Russ & Daughters
A century-old appetizing shop has succeeded by staying put in its original neighborhood, reports Jason Epstein in The Wall Street Journal (3/2/13). Russ & Daughters, located on East Houston Street between Allen and Orchard on Manhattan’s Lower East Side, began in 1907 as a pushcart business. Joel Russ, who, with his wife had three daughters, opened his first store in 1914 on Orchard Street, moving it to East Houston in 1920. Today, his great-grandchildren manage the shop, and his grandson, Mark Russ Federman, has written a book about the business, Russ & Daughters: Reflections and Recipes from the House that Herring Built, “a memoir that captures the spirit of the shop.”
Mark says he didn’t follow his customers by opening stores uptown or in the suburbs because, as he writes, “I knew in my kishkes (guts) that we were in our rightful place in the world. Would a herring really taste like a herring if it were bought on the Upper East Side or in Great Neck?” Mark did not hesitate to shake up the status quo as the old neighborhood changed, however. As Latinos moved in, he hired a pair of Dominican cousins — Herman Vargas and Jose Reyes — first in the back room, but then behind the counter. As Mark writes: “It was a bold move: placing Latinos behind the smoked fish counter in a traditional Jewish appetizing store.”

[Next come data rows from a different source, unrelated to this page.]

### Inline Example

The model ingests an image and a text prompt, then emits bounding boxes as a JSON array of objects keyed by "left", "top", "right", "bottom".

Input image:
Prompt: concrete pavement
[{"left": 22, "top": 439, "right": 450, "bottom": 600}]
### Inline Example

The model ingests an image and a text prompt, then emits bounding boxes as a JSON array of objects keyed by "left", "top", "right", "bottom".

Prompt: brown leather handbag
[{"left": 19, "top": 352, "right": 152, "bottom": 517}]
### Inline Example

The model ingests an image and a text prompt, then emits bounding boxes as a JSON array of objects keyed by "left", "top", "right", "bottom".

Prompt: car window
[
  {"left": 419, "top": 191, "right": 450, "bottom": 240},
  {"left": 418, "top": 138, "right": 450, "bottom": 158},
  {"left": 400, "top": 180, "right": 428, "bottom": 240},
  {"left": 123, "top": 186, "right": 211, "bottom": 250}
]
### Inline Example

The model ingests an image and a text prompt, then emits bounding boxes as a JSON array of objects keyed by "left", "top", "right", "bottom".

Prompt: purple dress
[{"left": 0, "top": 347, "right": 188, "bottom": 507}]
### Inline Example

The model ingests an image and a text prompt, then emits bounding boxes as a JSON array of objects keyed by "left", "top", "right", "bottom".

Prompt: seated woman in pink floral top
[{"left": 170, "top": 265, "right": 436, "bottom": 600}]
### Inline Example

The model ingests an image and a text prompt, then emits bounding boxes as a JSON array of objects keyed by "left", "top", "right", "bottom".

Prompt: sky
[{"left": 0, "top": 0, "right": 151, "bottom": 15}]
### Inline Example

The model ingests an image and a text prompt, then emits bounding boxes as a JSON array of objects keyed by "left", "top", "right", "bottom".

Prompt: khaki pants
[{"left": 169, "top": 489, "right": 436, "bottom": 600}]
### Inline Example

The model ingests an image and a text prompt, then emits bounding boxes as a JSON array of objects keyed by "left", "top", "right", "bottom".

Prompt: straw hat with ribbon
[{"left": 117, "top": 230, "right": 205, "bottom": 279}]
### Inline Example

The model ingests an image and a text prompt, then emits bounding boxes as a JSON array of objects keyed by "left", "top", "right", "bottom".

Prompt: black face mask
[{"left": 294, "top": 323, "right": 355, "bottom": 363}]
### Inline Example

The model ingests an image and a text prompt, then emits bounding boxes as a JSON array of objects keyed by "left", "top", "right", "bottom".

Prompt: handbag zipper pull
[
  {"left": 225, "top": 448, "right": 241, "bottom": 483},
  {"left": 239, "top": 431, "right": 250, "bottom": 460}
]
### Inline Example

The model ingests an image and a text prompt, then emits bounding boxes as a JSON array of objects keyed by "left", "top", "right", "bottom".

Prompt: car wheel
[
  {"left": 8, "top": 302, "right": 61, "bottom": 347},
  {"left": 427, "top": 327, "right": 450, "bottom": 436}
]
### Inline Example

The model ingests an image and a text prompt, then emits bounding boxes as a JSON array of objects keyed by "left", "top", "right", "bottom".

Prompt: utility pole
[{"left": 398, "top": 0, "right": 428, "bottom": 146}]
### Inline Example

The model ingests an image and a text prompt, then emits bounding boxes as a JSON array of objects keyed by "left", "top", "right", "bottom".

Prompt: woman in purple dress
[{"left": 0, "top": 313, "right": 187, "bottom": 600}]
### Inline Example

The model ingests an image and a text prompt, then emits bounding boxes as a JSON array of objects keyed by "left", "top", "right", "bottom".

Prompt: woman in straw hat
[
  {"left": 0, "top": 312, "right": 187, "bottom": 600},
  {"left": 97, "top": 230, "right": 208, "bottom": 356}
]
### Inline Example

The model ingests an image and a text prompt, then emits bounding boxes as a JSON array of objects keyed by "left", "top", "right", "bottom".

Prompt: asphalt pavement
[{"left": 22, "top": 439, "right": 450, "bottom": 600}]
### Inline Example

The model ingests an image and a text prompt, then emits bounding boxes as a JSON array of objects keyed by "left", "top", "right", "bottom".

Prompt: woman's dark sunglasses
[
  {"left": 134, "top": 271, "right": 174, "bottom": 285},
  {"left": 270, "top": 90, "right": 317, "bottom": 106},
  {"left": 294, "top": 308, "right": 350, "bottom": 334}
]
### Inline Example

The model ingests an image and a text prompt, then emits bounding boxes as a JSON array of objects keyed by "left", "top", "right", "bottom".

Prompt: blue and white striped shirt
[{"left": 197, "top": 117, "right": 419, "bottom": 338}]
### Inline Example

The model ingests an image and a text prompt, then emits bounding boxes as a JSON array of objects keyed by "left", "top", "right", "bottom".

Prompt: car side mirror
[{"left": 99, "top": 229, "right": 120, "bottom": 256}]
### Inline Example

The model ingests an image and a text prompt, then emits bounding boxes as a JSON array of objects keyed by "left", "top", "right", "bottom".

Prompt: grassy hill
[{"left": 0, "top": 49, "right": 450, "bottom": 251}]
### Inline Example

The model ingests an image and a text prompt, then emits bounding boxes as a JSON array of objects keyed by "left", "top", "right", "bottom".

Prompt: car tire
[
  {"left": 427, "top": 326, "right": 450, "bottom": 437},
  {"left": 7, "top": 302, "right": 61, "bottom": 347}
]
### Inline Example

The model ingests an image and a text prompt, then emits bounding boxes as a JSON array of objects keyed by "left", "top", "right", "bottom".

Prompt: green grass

He made the move because, he writes, the cousins “did their jobs exceptionally well and with a positive attitude,” while his other countermen “couldn’t get along with each other … At times they would face off behind the counter with lox knives.” They also acted as though Mark worked for them, and not the other way around. Latino countermen didn’t sit well with some customers, but “both men are still behind the counter, and both speak fluent Yiddish.” Mark stayed put in the old neighborhood through its “darkest days, when junkies haunted the park across the street.” When customers asked him why he didn’t move uptown, he replied that “sooner or later, uptown would come downtown.” Turned out, he was right.